New Zealand-based startup Halter has captured global attention after raising $220 million in a Series E round, reaching a $2 billion valuation in under a year. The funding, led by Founders Fund, comes at a time when global agrifoodtech investment remains sharply down, making the milestone even more significant, según informó AgFunderNews.
The company, founded by Craig Piggott, operates in the growing field of virtual fencing and precision livestock management, using solar-powered smart collars to track and control cattle. Today, Halter serves more than 2,000 farmers across New Zealand, Australia, and the United States, and has already deployed over 1 million collars.
While hardware sales alone cannot justify its valuation, Halter’s strength lies in its subscription-based business model. Farmers pay between $6 and $10 per cow per month, plus infrastructure costs for on-farm towers.
This recurring revenue structure is estimated to generate between $70 million and $100 million annually, positioning the company as a high-growth platform business with strong customer retention. Investors highlight that the opportunity extends far beyond fencing.
As Antony Yousefian, partner at The First Thirty Ventures, explained:
“The market is very much undervaluing the potential.”
According to him, early detection of health issues and improved herd management can significantly increase the lifetime value of each animal, which can exceed $15,000.

Halter’s technology works by equipping cows with solar-powered collars connected to transmission towers.
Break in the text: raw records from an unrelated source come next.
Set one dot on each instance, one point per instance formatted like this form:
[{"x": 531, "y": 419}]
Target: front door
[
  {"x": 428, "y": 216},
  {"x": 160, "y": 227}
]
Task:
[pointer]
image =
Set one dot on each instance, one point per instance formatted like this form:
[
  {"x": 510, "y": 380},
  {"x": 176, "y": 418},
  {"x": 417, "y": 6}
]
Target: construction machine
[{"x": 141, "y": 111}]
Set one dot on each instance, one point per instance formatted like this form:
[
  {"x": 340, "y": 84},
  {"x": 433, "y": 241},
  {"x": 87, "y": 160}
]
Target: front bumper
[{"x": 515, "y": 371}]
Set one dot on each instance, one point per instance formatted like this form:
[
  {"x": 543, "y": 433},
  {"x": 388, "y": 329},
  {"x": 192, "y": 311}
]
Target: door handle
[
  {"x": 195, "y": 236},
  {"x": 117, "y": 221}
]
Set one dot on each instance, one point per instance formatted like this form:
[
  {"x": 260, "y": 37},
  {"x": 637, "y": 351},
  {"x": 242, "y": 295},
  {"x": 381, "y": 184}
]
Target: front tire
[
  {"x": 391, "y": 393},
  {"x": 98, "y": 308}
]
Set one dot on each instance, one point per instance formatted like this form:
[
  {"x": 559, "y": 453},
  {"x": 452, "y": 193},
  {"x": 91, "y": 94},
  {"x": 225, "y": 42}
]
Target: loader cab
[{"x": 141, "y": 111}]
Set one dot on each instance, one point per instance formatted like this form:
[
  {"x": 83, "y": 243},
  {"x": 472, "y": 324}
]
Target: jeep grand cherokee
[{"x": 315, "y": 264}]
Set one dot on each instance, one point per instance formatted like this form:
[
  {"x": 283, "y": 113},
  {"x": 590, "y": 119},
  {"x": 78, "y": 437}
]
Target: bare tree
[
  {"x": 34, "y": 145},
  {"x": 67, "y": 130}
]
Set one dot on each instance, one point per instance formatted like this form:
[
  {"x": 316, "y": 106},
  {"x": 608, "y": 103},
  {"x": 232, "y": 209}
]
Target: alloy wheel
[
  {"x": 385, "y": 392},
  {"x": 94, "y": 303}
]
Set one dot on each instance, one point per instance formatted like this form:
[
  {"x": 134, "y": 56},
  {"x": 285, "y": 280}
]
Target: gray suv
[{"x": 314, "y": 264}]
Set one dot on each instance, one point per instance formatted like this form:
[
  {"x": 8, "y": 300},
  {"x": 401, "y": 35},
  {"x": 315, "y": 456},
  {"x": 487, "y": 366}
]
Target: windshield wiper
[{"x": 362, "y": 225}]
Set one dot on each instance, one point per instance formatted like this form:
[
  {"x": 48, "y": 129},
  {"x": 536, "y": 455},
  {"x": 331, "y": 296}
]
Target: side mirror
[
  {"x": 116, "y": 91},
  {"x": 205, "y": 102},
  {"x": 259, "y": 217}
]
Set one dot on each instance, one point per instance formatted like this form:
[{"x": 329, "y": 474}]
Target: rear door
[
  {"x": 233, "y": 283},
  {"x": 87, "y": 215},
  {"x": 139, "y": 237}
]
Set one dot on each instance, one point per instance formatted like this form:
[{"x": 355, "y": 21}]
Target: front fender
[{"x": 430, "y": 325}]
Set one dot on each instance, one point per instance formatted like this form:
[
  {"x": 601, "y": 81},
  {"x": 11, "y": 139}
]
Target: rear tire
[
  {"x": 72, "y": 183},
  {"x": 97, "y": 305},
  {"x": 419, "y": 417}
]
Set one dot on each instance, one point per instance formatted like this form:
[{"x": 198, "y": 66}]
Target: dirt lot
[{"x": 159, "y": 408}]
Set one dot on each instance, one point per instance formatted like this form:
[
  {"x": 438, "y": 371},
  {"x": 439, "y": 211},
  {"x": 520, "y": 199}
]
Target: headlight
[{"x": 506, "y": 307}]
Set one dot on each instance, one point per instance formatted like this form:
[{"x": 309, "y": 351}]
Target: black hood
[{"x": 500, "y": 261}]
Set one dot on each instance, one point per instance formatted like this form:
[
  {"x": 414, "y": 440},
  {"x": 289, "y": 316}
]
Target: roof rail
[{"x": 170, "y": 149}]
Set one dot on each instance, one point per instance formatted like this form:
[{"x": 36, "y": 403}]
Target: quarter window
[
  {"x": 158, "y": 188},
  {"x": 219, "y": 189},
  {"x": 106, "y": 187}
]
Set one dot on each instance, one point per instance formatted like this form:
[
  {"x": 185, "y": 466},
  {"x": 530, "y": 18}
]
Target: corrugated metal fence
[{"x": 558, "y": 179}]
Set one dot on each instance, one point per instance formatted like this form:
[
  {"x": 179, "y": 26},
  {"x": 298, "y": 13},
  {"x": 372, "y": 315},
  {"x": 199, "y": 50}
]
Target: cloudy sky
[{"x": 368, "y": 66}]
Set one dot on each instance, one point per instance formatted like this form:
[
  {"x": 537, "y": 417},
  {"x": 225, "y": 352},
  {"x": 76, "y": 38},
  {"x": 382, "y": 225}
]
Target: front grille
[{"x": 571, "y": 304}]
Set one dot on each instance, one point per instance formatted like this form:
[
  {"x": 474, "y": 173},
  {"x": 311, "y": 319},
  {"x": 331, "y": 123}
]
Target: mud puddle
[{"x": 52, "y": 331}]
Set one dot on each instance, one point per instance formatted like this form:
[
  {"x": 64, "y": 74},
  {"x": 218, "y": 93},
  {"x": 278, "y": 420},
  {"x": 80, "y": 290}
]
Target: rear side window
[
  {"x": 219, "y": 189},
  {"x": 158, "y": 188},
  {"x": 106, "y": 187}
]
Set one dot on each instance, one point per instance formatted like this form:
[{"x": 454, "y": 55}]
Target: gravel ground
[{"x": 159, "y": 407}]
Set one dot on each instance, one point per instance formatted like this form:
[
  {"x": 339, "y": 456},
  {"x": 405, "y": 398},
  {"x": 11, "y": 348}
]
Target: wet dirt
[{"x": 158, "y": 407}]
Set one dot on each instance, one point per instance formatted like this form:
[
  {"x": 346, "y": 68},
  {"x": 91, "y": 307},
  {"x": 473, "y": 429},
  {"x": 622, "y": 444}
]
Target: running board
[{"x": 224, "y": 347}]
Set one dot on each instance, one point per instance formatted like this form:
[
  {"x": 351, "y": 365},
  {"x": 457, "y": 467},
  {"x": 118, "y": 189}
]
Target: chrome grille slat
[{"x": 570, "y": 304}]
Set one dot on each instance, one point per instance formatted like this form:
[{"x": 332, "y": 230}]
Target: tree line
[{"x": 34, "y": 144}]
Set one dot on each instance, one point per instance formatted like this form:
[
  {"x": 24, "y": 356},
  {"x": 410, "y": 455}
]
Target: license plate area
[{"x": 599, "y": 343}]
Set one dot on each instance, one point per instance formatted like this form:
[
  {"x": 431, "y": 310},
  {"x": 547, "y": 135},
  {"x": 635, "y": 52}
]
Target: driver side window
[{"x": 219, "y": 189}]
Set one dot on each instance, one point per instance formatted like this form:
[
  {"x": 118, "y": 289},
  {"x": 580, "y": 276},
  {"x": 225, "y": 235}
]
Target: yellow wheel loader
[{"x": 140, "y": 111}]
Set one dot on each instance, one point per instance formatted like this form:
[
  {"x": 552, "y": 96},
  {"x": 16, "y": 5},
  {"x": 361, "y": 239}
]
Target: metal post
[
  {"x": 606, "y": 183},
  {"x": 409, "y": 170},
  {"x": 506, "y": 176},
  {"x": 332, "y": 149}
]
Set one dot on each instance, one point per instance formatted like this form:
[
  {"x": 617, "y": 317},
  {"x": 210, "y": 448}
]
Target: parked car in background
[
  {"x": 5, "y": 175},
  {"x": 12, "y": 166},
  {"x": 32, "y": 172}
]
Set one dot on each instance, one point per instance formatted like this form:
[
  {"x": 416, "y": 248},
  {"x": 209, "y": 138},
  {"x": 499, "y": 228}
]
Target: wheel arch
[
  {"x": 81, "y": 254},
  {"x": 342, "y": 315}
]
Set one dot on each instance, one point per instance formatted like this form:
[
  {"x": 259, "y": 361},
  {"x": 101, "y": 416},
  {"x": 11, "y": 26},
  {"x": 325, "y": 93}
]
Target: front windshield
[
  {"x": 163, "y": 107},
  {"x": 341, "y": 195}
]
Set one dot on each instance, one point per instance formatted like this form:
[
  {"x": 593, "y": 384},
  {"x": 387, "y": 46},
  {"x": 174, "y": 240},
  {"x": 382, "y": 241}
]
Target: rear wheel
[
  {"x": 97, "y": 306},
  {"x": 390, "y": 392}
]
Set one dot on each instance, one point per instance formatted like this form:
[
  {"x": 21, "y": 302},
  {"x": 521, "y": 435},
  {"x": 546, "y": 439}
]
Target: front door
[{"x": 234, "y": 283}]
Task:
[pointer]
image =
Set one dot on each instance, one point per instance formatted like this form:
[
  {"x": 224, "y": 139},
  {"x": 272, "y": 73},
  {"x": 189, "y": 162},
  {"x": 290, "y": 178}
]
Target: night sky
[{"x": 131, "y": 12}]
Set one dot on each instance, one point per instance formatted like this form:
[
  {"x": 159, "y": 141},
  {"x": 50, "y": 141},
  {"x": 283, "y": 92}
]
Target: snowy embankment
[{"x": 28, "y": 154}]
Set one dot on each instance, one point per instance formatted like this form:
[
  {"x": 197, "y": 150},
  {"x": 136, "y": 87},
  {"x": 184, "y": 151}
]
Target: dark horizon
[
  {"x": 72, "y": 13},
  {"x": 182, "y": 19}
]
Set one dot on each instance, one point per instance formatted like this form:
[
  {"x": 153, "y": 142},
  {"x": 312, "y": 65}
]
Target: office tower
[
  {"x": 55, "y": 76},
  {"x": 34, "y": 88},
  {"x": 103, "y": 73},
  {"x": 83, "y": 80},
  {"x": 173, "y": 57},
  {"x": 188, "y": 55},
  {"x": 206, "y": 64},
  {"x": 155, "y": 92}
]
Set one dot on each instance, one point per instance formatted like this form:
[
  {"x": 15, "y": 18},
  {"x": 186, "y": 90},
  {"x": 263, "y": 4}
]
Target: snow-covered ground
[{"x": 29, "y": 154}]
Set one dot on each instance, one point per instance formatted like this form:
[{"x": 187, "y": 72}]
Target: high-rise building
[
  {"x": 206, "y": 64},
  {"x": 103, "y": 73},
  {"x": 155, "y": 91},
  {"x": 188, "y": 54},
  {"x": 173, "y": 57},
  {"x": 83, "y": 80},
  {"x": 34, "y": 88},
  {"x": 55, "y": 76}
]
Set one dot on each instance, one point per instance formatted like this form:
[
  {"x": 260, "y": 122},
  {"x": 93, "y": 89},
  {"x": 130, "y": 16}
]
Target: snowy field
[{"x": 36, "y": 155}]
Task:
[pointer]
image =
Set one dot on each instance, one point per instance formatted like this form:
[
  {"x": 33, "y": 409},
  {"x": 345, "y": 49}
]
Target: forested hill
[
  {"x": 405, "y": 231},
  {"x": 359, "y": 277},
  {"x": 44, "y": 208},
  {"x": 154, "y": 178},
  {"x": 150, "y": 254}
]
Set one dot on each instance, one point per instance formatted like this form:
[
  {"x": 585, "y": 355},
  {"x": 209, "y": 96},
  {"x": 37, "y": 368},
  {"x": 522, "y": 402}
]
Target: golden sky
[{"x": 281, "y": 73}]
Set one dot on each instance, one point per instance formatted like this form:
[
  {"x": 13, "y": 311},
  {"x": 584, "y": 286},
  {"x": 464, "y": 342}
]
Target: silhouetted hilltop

When animals approach virtual boundaries, the collars emit sounds and vibrations, guiding them without physical fences.
This system enables rotational grazing, a method known to improve both soil health and livestock productivity, while reducing infrastructure costs.
“The reason you get Halter is to help grow and harvest more grass, get more capacity out of your land,” said Piggott.
He added that the technology allows farmers to increase stocking rates and optimize land use, with some operations reportedly doubling productivity.
Despite being categorized as an agtech company, Piggott insists Halter’s vision goes further:
“We feel we shouldn’t be constrained by [only going to] agtech investors.”
For the founder, the focus is on building tools that deliver real value to farmers. The company’s broader mission is to make global land use more productive and sustainable, aligning with trends in regenerative agriculture and climate-conscious farming.

The adoption of virtual fencing requires a shift in mindset, as farmers must adapt their management practices to fully benefit from the technology.
“You need to be willing to use the product and change what you were doing,” Piggott said.
Operational challenges also remain, including the need for reliable connectivity and the occasional failure of hardware. However, the company claims these issues are becoming less frequent.
Looking ahead, Halter plans to expand into Europe and South America, while strengthening its presence in existing markets. The company also announced plans to hire 200 new employees, focusing on engineering, product development, and customer support.
At a time when agrifoodtech funding is under pressure, Halter’s rapid growth signals that high-impact, data-driven solutions in agriculture continue to attract strong investor interest.